Es gab so etwas wie die gute alte Zeit bei Coronadebatten auch in diesem Plenum. Vor nur rund acht Monaten – Ende März/Anfang April dieses Jahres – hat man sich noch gegenseitig und über Parteigrenzen hinweg für gute Vorschläge applaudiert und konstruktiv zusammengearbeitet. Seit einiger Zeit hat sich dies geändert – leider, füge ich hinzu. Aus sachlich begründeter Kritik der Opposition sind persönliche Vorwürfe bis hin zu Rücktrittsforderungen geworden.

(Zuruf von der SPD: Ja, klar!)

Statt den Zielkonflikt „Schutz der Bevölkerung vor Ansteckung versus Aufrechterhaltung der sozialen, wirtschaftlichen und gesellschaftlichen Stabilität“ zu lösen, eröffnen einige in diesem Haus den Wettbewerb um politische Geländegewinne.

(Vereinzelt Beifall von der CDU – Beifall von Dietmar Brockes [FDP])

Die SPD mag da als ein erstes Beispiel dienen. Der SPD-Fraktionsvorsitzende wird in einem „SPIEGEL“Artikel vom 2. Oktober 2020 mit den Worten zitiert, Laschet sei unsicher und zögerlich. Weiter sagt Herr Kutschaty, gutes Krisenmanagement gebe es dagegen in Bayern unter Markus Söder.

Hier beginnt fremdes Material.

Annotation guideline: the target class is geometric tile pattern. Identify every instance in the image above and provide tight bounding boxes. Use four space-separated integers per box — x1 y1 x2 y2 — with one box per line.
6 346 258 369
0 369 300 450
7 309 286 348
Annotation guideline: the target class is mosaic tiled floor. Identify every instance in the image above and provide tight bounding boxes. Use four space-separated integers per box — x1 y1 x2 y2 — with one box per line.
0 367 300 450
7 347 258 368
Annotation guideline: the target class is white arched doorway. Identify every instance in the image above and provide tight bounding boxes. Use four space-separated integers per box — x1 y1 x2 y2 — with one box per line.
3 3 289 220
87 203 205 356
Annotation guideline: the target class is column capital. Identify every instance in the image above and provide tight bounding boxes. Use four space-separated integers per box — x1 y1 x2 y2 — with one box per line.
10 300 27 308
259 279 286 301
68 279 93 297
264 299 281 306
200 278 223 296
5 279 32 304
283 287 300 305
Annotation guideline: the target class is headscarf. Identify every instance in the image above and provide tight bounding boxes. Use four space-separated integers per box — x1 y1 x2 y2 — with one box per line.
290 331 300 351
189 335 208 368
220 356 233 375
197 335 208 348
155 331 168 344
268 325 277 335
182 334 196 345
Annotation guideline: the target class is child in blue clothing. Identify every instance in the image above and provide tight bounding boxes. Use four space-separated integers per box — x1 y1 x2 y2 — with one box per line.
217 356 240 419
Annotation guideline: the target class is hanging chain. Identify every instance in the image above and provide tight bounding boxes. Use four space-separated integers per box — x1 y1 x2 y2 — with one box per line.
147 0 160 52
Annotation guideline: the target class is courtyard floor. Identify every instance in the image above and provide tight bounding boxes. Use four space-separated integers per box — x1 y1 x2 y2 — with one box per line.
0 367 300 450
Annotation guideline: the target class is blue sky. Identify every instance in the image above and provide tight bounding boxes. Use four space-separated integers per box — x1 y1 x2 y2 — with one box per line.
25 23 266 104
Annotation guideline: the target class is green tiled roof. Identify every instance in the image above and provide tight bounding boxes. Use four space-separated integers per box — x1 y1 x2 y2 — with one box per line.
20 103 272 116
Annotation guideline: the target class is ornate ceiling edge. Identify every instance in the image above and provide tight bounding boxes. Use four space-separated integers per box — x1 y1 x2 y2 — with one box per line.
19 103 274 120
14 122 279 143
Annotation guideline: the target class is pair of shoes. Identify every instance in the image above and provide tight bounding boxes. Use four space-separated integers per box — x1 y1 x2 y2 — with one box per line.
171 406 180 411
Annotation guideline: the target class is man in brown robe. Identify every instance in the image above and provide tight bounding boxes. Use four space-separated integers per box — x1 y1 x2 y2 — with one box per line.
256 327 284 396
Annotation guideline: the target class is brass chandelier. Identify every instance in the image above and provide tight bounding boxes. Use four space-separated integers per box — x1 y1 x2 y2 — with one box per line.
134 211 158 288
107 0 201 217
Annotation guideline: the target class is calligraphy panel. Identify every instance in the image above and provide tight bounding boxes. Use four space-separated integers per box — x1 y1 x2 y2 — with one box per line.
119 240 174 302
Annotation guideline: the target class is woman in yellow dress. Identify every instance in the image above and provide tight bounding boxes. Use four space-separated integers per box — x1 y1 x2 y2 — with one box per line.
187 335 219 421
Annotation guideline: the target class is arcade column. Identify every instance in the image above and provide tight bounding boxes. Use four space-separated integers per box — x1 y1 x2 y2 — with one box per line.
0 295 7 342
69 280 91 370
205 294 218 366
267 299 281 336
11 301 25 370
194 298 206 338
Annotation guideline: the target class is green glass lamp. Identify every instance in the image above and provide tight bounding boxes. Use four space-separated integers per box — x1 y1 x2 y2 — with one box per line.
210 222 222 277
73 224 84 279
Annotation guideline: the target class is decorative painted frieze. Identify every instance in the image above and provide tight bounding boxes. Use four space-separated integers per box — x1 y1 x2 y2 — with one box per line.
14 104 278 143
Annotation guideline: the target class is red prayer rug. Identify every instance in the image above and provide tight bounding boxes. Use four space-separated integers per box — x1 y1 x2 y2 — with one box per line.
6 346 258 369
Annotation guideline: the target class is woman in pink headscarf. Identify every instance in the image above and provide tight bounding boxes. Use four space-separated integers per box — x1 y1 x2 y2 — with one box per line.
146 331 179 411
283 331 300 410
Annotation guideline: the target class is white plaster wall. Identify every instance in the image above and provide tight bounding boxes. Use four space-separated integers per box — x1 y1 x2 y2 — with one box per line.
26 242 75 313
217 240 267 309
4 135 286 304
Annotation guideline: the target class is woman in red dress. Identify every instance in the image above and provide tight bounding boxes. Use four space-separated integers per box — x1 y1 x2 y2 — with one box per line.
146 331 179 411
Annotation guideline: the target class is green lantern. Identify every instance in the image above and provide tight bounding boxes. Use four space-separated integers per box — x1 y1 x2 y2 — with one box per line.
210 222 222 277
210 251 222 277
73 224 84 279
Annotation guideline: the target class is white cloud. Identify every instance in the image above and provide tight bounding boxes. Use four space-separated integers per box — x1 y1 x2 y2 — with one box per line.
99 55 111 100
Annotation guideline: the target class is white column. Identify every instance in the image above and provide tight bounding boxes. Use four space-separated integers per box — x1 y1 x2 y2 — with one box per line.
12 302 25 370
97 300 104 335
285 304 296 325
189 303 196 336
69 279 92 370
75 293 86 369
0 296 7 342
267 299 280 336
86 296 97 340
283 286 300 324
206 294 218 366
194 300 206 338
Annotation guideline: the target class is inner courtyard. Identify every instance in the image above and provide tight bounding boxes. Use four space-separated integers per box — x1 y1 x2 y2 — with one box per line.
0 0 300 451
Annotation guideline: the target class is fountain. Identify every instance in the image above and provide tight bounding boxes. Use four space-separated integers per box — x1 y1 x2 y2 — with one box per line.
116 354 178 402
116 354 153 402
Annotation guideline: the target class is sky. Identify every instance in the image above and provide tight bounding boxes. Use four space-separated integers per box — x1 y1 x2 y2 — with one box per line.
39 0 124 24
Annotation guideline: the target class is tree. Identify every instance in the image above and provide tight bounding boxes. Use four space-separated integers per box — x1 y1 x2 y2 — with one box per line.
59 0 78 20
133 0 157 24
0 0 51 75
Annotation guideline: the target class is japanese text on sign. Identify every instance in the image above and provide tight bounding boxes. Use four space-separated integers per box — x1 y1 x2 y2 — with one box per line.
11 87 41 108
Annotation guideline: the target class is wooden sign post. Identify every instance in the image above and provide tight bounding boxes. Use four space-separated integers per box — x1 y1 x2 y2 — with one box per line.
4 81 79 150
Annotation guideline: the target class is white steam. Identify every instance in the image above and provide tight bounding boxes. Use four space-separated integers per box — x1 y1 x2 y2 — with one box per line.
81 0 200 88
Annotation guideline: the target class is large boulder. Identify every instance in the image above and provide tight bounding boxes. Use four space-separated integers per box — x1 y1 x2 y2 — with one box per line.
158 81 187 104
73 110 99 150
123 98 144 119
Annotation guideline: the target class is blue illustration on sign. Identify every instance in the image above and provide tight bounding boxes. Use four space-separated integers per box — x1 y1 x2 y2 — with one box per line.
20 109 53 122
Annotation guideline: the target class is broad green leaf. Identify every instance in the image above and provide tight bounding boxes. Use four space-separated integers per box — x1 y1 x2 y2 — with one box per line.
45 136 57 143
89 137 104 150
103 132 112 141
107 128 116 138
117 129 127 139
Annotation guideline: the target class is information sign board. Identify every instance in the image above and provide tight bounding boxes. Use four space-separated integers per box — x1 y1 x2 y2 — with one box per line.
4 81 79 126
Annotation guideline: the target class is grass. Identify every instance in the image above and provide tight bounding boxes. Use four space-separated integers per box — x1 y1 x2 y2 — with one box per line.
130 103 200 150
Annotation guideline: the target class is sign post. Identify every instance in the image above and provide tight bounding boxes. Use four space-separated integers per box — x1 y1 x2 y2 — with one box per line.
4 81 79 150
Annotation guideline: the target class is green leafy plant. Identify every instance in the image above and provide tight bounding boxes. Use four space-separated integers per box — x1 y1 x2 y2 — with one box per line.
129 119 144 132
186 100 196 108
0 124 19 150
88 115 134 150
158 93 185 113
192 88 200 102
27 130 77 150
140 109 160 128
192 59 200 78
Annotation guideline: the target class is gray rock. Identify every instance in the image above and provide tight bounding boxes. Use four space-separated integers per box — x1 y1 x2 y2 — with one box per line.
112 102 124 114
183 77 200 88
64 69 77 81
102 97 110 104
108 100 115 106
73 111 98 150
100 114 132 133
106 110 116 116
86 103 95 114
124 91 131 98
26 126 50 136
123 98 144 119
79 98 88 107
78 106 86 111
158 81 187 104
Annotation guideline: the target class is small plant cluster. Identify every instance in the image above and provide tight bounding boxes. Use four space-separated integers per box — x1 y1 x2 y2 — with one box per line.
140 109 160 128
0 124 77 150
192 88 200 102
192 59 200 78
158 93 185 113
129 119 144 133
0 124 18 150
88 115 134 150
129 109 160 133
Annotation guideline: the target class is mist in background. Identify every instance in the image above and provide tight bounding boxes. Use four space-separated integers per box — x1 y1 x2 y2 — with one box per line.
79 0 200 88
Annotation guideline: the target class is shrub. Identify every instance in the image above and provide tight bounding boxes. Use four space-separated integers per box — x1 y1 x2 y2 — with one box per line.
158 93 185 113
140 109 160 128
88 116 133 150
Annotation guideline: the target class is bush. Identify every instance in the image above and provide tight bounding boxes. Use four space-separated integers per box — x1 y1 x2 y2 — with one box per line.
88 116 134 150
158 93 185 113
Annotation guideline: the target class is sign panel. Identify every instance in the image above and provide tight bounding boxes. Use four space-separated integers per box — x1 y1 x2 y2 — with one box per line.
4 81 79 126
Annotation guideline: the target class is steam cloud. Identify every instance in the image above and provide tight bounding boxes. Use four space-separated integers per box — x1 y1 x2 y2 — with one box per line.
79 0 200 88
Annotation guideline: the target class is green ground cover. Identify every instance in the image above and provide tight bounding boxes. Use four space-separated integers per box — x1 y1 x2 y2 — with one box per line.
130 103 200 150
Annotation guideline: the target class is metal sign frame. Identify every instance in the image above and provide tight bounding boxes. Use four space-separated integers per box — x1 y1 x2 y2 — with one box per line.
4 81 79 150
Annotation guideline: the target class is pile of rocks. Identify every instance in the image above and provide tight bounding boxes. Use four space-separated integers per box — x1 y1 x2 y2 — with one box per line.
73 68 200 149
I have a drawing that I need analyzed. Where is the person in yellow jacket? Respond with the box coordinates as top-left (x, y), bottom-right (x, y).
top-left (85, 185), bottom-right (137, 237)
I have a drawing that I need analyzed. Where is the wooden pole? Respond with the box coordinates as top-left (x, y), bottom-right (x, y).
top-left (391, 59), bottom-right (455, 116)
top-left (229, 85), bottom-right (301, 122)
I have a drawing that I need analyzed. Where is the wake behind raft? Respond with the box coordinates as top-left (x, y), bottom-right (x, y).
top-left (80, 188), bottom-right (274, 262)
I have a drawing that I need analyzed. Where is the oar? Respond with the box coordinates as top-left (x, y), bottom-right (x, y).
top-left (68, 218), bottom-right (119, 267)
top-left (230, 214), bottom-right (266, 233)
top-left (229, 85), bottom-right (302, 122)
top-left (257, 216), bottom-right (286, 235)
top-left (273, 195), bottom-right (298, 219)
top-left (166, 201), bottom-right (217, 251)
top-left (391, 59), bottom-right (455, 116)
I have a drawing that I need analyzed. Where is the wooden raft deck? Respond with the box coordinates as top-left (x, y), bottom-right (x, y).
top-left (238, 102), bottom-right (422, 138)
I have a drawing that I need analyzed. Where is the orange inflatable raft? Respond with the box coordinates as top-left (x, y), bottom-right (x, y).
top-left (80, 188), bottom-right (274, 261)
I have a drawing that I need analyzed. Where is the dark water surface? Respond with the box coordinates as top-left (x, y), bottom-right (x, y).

(Lachen von Henning Höne [FDP])

Zwei Monate später, am 8. Dezember 2020, twitterte der Konkurrent um den SPD-Parteivorsitz, Sebastian Hartmann:

„Die dauerhafte wie erfolglose Schlusslicht-Position von Bayern bei den Corona-Zahlen und die ständige Medienkampagne zur Ablenkung hiervon von Markus Söder ist der eigentliche Katastrophenfall.“

Meine Damen und Herren, das hat nichts mehr mit sachlicher Kritik an Coronamaßnahmen zu tun, sondern ausschließlich mit der persönlichen Profilierung von Herrn Kutschaty und Herrn Hartmann zulasten Dritter.

(Beifall von der CDU und der FDP – Christian Dahm [SPD]: Das ist ja peinlich!)